Dea masih menangis dalam pelukan mamanya. "hisk... Dea gagal ma, nilai Dea anjlok, hasilnya sama sekali gak seperti yang kita rencanakan ma hiks..."

Arif ikut berimpuh disamping putrinya, ia mengambil remasan kertas yang ada didekat tubuh Dea. Arif membuka kertas itu, ia hanya menunduk. Saat ini istri sudah ikutan menangis sambil memeluk anak semata wayangnya.

Setelah beberaapa saat, Dina sudah memindahkan Dea keatas kasur. Arif juga membereskan kamar Dea yang sudah seperti kapal pecah. Setelahnya, Arif duduk kesamping tubuh Dea yang sedang tidur dipeluk oleh istrinya.

Ia mengelus surai Dea lembut, hatinya terasa hancur melihat keadaan Dea seperti ini. Apakah ia sudah menjadi orang tua yang egois sudah memaksa anaknya untuk memenuhi keinginannya.

Tanpa sadar, perlahan mata Dea terbuka, ia sedikit menggeliat membuat Dina tertegun.

"sayang....", panggil Dina lembut sambil mengusap kepala Dea.

Dea menatap kedua orangtuanya dengan mata yang sembab.

"pa, ma... nilai Dea kok jelek banget ya", liriknya lemah.

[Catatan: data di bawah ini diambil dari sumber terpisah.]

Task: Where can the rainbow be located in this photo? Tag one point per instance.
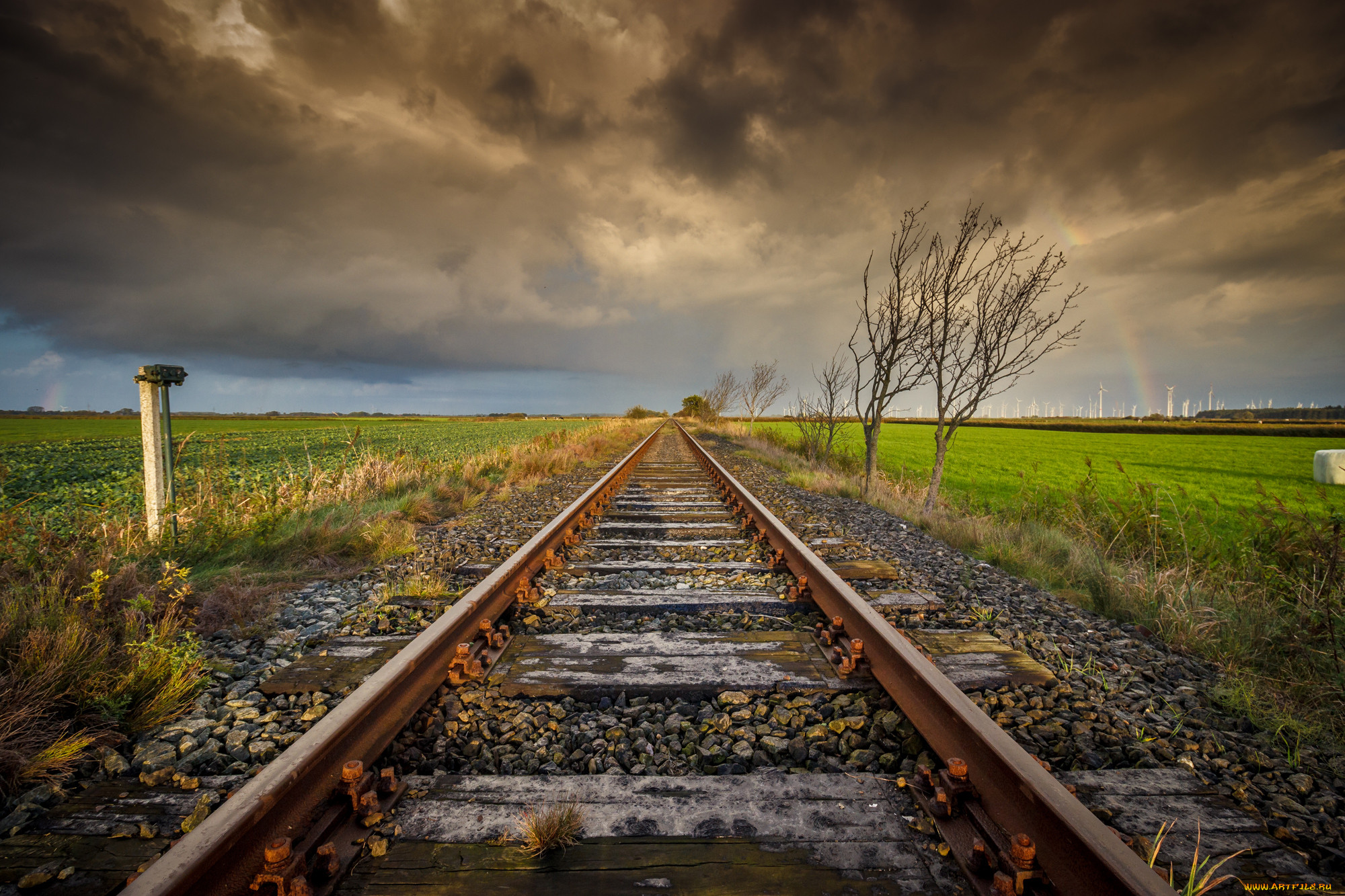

Tak tahan, Dina kembali mengeluarkan air matanya.

"jangan dipikirin ya, sekarang Dea istirahat aja", ucap Arif. Namun Dea menggeleng, ia malah bangkit dan duduk membuat Dina juga ikut bangun.

"kita berhenti aja ya, papa gak mau Dea sampe sakit karna ngabulin permintaan mama papa", ucap Dina kemudian, membuat Dea makin keras menggeleng.

"Dea udah terlanjur suka ma, pa. Kasih waktu untuk Dea sedikit lagi. Dea gak mau gagal. Mama sama Papa mau Dea ngelakuin ini dengan suka relakan, Dea udah suka, tapi Dea belum berhasil", ucapnya, air mata Dea kembali lolos dari pelupuk.

Dina sudah terdengar terisak, "jangan dipaksa nak", ucap Dina.

Dea menggeleng lagi, "Dea sama sekali gak terpaksa, Dea cuma belum mampu, Dea hanya minta waktu"

"boleh kan ma, pa", pinta Dea sambil menatap kedua orang tuanya bergantian. Ia tau, pasti orang tuanya sudah memutuskan untuk menyerah karena keadaannya sekarang. Namun ia benar-benar sudah bertekat, ia harus bisa meyakinkan orang tuanya kalau dia bisa mencapai target yang telah mereka rencanakan sebelumnya.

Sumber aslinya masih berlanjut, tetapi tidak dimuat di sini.